I lavori si conclusero nel 1901, con la pubblicazione di due di volumi in cui si sosteneva che i mali di Napoli erano causati dal fatto che la parte migliore del ceto politico napoletano era a Roma, lasciando la città nelle mani di mediatori ed intrallazzieri mediocri e di bassa lega. L’inchiesta mise in evidenza le numerose irregolarità compiute dalle amministrazioni: dall’aumento ingiustificato degli organici per soddisfare le clientele dei vari consiglieri di maggioranza, all’approvazione di progetti per l’esecuzione di lavori pubblici, non sempre di pubblico interesse; dalle concessioni agli appaltatori legati ai leader politici, ai contratti privi di parere tecnico; ed ancora favori elargiti dal comune di Napoli a compagnie di navigazione, affidamenti di servizi pilotati, come quello per l’illuminazione pubblica, interferenza nelle nomine dei dirigenti ed un vero e proprio mercato di posti comunali.
Dall’inchiesta Saredo emerse che brogli e compravendite di voti andavano avanti dall’inizio dell’Unità d’Italia, attraverso il ruolo di comitati in cui spesso erano presenti i camorristi e funzionari corrotti, che offrivano voti ai candidati nei collegi, evidenziando una rete di relazioni complesse e reti di interesse che andavano ben al di là del sottoploretariato camorristico, i cui protagonisti erano dei mediatori che facevano la spola con personaggi espressione di un’alta camorra, composta di persone di rango borghese, interessate agli appalti, alle concessioni ed alle cariche nelle pubbliche amministrazioni. Questi soggetti contrattavano gli affari nei circoli e nella stampa.

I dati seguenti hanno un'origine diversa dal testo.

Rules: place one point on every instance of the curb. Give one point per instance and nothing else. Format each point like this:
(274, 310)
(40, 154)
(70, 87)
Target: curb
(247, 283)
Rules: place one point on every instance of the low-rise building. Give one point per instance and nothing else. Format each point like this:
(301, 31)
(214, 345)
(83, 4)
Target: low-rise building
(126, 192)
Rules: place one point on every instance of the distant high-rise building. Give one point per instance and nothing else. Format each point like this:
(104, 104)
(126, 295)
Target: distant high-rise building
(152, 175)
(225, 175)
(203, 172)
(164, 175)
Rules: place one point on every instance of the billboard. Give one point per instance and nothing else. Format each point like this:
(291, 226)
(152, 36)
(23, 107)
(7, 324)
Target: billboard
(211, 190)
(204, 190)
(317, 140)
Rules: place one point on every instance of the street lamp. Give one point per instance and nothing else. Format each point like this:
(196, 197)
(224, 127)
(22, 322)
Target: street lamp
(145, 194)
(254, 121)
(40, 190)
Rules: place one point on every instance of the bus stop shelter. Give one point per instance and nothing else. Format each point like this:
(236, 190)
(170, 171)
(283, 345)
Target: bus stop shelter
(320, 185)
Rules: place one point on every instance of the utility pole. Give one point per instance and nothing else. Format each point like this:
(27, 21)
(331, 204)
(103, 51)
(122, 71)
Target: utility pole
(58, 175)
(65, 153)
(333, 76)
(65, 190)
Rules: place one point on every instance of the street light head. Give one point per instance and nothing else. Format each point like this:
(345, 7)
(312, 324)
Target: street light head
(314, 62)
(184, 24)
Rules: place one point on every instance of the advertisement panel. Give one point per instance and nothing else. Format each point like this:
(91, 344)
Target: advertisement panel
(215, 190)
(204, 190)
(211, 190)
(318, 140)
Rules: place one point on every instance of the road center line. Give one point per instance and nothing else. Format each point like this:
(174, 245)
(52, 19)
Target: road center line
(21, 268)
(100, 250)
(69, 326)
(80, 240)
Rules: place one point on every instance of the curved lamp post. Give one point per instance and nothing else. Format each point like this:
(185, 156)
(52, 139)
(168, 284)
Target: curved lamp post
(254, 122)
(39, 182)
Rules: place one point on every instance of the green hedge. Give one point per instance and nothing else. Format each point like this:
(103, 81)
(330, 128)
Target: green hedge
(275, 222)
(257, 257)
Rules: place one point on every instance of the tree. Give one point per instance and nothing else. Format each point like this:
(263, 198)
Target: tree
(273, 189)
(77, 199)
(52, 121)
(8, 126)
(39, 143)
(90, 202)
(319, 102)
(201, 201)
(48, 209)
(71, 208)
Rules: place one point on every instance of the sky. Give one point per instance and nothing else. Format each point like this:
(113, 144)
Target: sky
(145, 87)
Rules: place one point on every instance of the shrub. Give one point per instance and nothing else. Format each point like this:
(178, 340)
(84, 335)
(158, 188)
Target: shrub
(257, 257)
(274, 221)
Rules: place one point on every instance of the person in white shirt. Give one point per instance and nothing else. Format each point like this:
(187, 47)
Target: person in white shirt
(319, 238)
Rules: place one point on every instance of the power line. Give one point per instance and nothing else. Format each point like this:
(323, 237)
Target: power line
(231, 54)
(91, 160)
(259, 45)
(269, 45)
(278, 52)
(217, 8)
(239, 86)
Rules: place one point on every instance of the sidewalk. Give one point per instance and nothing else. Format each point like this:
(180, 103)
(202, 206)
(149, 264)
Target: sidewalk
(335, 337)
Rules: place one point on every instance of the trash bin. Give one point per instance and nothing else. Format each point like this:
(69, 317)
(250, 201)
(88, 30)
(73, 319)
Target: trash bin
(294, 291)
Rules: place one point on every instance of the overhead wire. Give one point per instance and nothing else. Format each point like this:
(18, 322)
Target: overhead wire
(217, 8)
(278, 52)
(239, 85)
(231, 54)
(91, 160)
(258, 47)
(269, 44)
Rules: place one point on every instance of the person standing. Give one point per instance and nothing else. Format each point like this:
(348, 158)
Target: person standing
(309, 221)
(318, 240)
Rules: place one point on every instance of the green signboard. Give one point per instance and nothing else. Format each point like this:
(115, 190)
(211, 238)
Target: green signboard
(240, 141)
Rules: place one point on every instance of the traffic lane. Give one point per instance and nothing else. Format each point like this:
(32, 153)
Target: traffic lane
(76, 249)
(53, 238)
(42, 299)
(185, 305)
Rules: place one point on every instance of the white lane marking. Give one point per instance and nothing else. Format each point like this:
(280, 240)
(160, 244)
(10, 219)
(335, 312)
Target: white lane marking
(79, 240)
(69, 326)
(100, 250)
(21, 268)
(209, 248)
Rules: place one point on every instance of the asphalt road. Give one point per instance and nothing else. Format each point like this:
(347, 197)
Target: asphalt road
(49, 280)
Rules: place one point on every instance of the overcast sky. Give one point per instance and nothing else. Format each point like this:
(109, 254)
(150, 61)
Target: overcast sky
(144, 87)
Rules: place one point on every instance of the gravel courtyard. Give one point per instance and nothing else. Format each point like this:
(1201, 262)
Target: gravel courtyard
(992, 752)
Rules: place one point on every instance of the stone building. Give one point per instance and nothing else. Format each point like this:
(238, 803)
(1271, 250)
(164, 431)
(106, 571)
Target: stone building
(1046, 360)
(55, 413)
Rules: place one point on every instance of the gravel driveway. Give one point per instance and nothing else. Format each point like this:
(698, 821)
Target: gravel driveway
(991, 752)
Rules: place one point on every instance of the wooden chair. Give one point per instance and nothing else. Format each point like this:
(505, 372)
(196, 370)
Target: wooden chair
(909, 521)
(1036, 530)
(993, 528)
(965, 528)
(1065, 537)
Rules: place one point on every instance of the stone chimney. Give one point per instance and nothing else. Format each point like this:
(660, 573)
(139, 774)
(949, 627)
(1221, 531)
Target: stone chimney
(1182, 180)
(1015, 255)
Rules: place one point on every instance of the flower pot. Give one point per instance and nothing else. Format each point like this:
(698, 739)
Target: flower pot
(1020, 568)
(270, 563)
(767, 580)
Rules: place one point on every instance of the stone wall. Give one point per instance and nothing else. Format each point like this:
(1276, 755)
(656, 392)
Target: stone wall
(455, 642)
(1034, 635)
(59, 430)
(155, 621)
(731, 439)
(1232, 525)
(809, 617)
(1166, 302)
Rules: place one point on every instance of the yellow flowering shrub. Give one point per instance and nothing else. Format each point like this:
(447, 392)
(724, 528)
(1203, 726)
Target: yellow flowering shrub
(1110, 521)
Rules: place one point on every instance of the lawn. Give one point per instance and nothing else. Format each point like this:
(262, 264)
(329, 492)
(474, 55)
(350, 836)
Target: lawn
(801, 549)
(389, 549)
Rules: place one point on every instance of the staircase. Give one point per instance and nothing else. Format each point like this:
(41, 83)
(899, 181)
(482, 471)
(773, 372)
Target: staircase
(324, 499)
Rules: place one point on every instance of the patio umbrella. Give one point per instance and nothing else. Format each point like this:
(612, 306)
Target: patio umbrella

Le denunce mettevano in evidenza il ruolo di Alberto Casale nelle spese e nelle assunzioni del comune e finirono anche per coinvolgere l’ex sindaco Summonte e l’editore Edoardo Scarfoglio, andando a lambire anche l’onorevole Emanuele Gianturco (in futuro più volte ministro) accusato di ostacolare il lavoro della commissione. L’accusa fu mossa alla Camera del Regno dall’onorevole casertano Alfredo Capece Minutolo di Bugnano, acerrimo nemico di Pietro Rosano..
La vicenda si concluse con un processo per reati contro la pubblica amministrazione in cui, dopo una iniziale condanna a tre anni di reclusione per Alberto Casale e l’ex sindaco Summonte, l’ex assessore De Siena, il segretario del comune ed un paio di ingegneri, si arrivò in seguito al proscioglimento pieno. Il potente politico casertano Pietro Rosano, si suicidò il 9 novembre del 1903.
I socialisti non trassero beneficio dalle inchieste de La Propaganda, alle elezioni del 1904 Ciccotti e De Martino non furono rieletti, sconfitti dai candidati delle forze governative.